Hardware is i82559, BW 100 Mbps

Auto-Duplex(Full-duplex), Auto-Speed(100 Mbps)

MAC address 0003.6bf6.a3a2, MTU 1500

IP address 10.140.0.14, subnet mask 255.255.254.0

29370012 packets input, 1984214767 bytes, 0 no buffer

Received 3507 broadcasts, 0 runts, 0 giants

21466 input errors, 0 CRC, 0 frame, 21466 overrun, 0 ignored, 0 abort

29480501 packets output, 3299878690 bytes, 0 underruns

0 output errors, 0 collisions, 0 interface resets

0 babbles, 0 late collisions, 0 deferred

0 lost carrier, 0 no carrier

input queue (curr/max blocks): hardware (128/128) software (120/278)

output queue (curr/max blocks): hardware (0/66) software (0/1)

Received 29357386 VLAN untagged packets, 1567411547 bytes

Transmitted 29491353 VLAN untagged packets, 2606638316 bytes

Dropped 27792162 VLAN untagged packets

I observed the CPU gone high 99% and doe it look like a virus?

If virus attack how can I resolve the issue?

Thx

Chandru

Hello,

I can see that you are getting the following:

21466 input errors, 0 CRC, 0 frame, 21466 overrun, 0 ignored, 0 abort

When you see this big amount of input errors it means that you have a duplex mismatch or a faulty cable and for the packets overrun it means that the interface is handling more traffic than what it can.
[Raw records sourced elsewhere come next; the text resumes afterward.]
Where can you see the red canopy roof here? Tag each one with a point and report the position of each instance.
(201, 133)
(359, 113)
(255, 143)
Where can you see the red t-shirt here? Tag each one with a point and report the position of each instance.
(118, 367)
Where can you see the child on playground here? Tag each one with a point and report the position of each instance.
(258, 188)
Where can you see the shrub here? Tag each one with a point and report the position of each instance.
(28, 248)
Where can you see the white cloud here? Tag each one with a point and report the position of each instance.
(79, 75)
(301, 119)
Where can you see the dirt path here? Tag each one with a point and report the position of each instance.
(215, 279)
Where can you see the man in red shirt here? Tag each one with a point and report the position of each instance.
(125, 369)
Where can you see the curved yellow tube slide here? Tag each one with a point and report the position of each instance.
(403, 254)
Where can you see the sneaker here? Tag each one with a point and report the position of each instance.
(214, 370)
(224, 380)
A good way to see if there is a virus on any of your computers would be to use the "show local-host" command and see if any of your current PCs are generating an excessive amount of connections.

I hope this helps

You can also take a look at the show process output command and see which process on the firewall is being used the most

On the inside interface you have configured the duplex setting as well as the speed setting to AUTO. Try to hard code the duplex mode and setting to full duplex and see if you would get any different results.

You can clear the counters on the interfaces by using the "clear interface" command

I tried changing the cable but still i see the errors.

I have a backup firewall and if i move the internet traffic the CPU % remains constant 20% and i dont see any problem with backup firewall.

After i move the traffic the PIX which is giving problem behaves normal and the CPU will remain 2% constant.

Can you help me what could be causing the probelm for high CPU?

Could you post a show tech from the firewall?

Iam attaching the show tech file.

The two processes taking the more CPU usage are:

Mrd 001dbdc6 01212460 00db9fe0 7665080 0120e508 11428/16384 Dispatch Unit

Mrd 009da86f 012b5cc0 00db9fe0 3968310 012b3d48 6632/8192 Logger

Logger as the name implies is used for logging. Try disabling logging completely on the firewall to see if the CPU usage would go down.

The Dispatch Unit process is used for application inspection.

Can you try disabling the inspection for HTTP and see what results you would get?

Hi Allan,

I tried disabling the logging option and the CPU has come down to 49% and i will try removing inspect HTTP & will observe the util.

Thanks for ur tips.

Great!

Keep me posted to see how did that go.

Thanks!

If I remove the inspection http option the CPU util remains constant around 48%.

Earlier the average CPU util was 20% and it suddenly increased to 99% after Saturday morning ie 17th March.

Does the US DST settings caused for this issue as I have not updated in my PIX?

Hi Allan,

Glenn asked to upgrade the IOS to 7.0(6) but the cpu load remains the same.

If i again enable the logging the load reaches 99% and this config was there from the time pix configured but it suddenly raised from 17th march.

I checked and no pc's are affected virus in the network.

Iam surprised how it can suddenly go to 99% CPU

When you have logging enable at level 7 it takes a lot of resources from the PIX. It is always advised to use this logging level just for troubleshooting purposes and not for day to day monitoring.